Review: Darlingside sometimes soars on inconsistent album
Darlingside, "Extralife" (Thirty Tigers/More Doug Records)
Not everything Darlingside does turns to gold, and yet the stylistic quartet out of Massachusetts doesn't sound like anybody else.
On its latest release, "Extralife," the band continues down an utterly original path through an inconsistent 12-track set. The style is a melding of folk, chamber pop, baroque, progressive and indie rock that defies labeling. The lyrics sometimes veer into pretentiousness, more so than on the group's breakthrough 2015 release, "Birds Say," and some of the melodies are cloying.

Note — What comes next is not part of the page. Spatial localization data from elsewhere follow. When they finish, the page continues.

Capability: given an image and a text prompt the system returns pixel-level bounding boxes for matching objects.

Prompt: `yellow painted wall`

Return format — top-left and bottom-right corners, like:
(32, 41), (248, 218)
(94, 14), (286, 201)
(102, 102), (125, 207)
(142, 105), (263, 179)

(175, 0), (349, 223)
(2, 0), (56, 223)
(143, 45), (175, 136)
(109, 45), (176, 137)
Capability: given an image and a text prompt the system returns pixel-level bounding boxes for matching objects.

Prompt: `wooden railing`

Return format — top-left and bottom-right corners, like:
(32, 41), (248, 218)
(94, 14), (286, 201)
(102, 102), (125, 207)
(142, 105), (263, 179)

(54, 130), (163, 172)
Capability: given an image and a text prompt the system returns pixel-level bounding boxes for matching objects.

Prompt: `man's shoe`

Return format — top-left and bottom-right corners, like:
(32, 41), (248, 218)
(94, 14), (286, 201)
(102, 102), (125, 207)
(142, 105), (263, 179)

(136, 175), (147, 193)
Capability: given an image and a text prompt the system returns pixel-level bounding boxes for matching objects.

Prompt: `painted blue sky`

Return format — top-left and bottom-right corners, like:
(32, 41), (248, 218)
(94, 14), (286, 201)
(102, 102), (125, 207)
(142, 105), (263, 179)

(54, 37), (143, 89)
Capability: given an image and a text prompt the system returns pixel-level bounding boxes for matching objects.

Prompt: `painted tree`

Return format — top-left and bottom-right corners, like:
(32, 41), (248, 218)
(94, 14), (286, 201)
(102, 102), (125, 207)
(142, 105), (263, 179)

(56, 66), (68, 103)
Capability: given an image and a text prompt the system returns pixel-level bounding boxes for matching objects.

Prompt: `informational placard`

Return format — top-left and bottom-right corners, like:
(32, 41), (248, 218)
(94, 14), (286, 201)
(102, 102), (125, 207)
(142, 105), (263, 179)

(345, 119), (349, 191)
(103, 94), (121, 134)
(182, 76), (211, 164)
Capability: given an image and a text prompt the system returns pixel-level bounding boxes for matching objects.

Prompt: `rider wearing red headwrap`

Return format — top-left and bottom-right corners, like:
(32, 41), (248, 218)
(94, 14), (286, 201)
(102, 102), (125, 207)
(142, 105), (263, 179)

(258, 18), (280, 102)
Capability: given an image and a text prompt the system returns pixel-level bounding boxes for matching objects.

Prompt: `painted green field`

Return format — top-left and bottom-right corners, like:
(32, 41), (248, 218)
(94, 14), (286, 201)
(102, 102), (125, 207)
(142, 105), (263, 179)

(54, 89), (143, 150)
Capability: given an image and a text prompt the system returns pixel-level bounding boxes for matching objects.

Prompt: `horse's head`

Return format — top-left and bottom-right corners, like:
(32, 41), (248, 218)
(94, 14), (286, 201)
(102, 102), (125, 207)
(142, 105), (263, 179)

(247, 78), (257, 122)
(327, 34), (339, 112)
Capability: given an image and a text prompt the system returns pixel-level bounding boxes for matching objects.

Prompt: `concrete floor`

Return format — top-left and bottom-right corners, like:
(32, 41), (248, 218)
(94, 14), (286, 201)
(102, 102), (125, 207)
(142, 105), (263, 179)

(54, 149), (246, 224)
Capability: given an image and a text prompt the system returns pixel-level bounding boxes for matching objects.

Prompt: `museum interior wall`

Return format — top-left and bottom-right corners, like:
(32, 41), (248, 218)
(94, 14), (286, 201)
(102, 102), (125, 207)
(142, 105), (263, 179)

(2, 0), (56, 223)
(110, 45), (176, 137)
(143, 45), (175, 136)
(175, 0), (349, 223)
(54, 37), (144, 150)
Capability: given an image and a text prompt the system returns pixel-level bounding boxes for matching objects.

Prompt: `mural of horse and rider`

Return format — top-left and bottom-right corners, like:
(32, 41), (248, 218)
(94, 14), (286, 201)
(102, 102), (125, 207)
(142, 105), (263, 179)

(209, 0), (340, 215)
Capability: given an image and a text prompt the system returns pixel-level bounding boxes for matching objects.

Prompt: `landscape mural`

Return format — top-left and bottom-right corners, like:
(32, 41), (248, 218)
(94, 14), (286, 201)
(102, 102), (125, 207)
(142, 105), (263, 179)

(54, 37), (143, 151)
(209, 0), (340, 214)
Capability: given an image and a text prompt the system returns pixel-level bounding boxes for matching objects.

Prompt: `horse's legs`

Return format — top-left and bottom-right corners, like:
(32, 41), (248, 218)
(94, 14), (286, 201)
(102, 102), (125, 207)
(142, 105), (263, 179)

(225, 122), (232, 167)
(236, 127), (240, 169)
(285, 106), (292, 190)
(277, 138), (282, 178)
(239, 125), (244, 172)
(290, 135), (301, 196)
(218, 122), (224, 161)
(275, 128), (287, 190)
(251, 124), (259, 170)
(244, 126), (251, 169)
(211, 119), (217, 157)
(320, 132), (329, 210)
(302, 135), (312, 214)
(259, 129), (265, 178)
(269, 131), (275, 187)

But there also are moments of great majesty.
Some of the band's influences lie near the surface. Its members surely played the Beach Boys' "Pet Sounds" on repeat until they mastered the four-part harmonies (they also might have absorbed some of the lyrical touches of that psychedelic era, the kind that sounded brilliant under the influence but later made no sense).
But the sound is rooted in harmony, and when Darlingside gets it right and leaves the search for deeper meaning aside, the effect can be sublime. This happens more than once on "Extralife," especially on "Singularity" and "Hold Your Head Up High."
On the latter, the band lays seamless harmonies over an urgently simple acoustic guitar. When horns join the chorus as the song builds to a crescendo, it echoes the gentle, unfettered encouragement of the lyrics in a manner that will find a home on many a no-depression playlist.
So yes, the album suffers from inconsistency. But when it reaches up and grabs you, it soars.